Denn es müsste sich - erstens - um eine schwerwiegende Persönlichkeitsrechtsverletzung handeln, die auch nicht - zweitens - auf andere Art und Weise als durch ein Schmerzensgeld ausgeglichen werden kann (Sprau, in: Palandt, BGB, 66. Aufl. 2007, § 823 Rn. 124 m. w. N.).

Beide Voraussetzungen sind vorliegend nicht erfüllt. Eine etwaige Persönlichkeitsrechtsverletzung durch eine nicht oder unzulänglich durchgeführte Aufklärung erscheint nicht schwerwiegend, selbst wenn hierbei in Rechnung gestellt wird, dass die Beklagte den Zahn 24 der Klägerin unumkehrbar devitalisiert hat. Hier kann schon die Zielrichtung der Beklagten nicht außer Betracht bleiben, die der Klägerin gerade nicht schaden, sondern ihr im Gegenteil - notfallmäßig - ihre Schmerzen nehmen wollte.

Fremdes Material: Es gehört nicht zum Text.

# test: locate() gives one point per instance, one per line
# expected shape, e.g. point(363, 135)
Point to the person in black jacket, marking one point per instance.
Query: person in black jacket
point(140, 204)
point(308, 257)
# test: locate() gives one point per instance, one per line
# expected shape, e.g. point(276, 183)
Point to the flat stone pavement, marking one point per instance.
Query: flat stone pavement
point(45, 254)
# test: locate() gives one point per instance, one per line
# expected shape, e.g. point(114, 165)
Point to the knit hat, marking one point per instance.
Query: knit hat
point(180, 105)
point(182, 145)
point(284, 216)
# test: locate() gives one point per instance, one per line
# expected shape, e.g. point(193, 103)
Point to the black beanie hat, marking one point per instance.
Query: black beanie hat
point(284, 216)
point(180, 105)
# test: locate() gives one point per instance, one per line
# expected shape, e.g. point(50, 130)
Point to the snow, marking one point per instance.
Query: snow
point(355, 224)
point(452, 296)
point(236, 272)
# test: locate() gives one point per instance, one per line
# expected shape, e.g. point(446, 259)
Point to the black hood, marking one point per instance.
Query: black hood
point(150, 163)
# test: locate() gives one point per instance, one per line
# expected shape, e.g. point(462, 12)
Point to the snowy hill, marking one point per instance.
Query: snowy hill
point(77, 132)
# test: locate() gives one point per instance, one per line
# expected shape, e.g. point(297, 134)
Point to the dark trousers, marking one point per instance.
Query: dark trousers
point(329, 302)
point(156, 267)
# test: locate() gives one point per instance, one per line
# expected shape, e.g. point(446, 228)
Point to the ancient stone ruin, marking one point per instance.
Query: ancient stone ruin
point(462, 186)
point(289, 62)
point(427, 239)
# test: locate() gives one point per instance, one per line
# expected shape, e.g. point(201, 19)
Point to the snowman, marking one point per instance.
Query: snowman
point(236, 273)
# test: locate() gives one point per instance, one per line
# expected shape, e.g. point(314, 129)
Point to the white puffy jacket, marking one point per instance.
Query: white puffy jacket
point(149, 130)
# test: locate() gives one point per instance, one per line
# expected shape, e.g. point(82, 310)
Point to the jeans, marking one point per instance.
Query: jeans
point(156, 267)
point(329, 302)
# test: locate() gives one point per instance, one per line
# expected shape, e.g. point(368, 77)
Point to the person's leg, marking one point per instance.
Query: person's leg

Darüber hinaus waren medikamentöse Behandlungsalternativen erkennbar erschöpft und lag eine irreversible Pulpitis vor, die die durchgeführte Behandlung indizierte.

Selbst wenn aber die Persönlichkeitsrechtsverletzung als schwerwiegend anzusehen wäre, bedürfte sie keines Ausgleichs durch ein Schmerzensgeld, weil die Klägerin von der Behandlung der Beklagten profitiert hat.

III. Die Kostenentscheidung beruht auf § 91 Abs. 1 ZPO, die Entscheidung über die vorläufige Vollstreckbarkeit des Urteils auf den Vorschriften der §§ 708 Nr. 11, 711, 709 S. 2 ZPO und die Streitwertfestsetzung auf §§ 3, 5 ZPO; dabei ist das Gericht von der Schmerzensgeldvorstellung der Klägerin ausgegangen und hat den Wert des Feststellungantrags auf nicht unter 1.500,00 € geschätzt.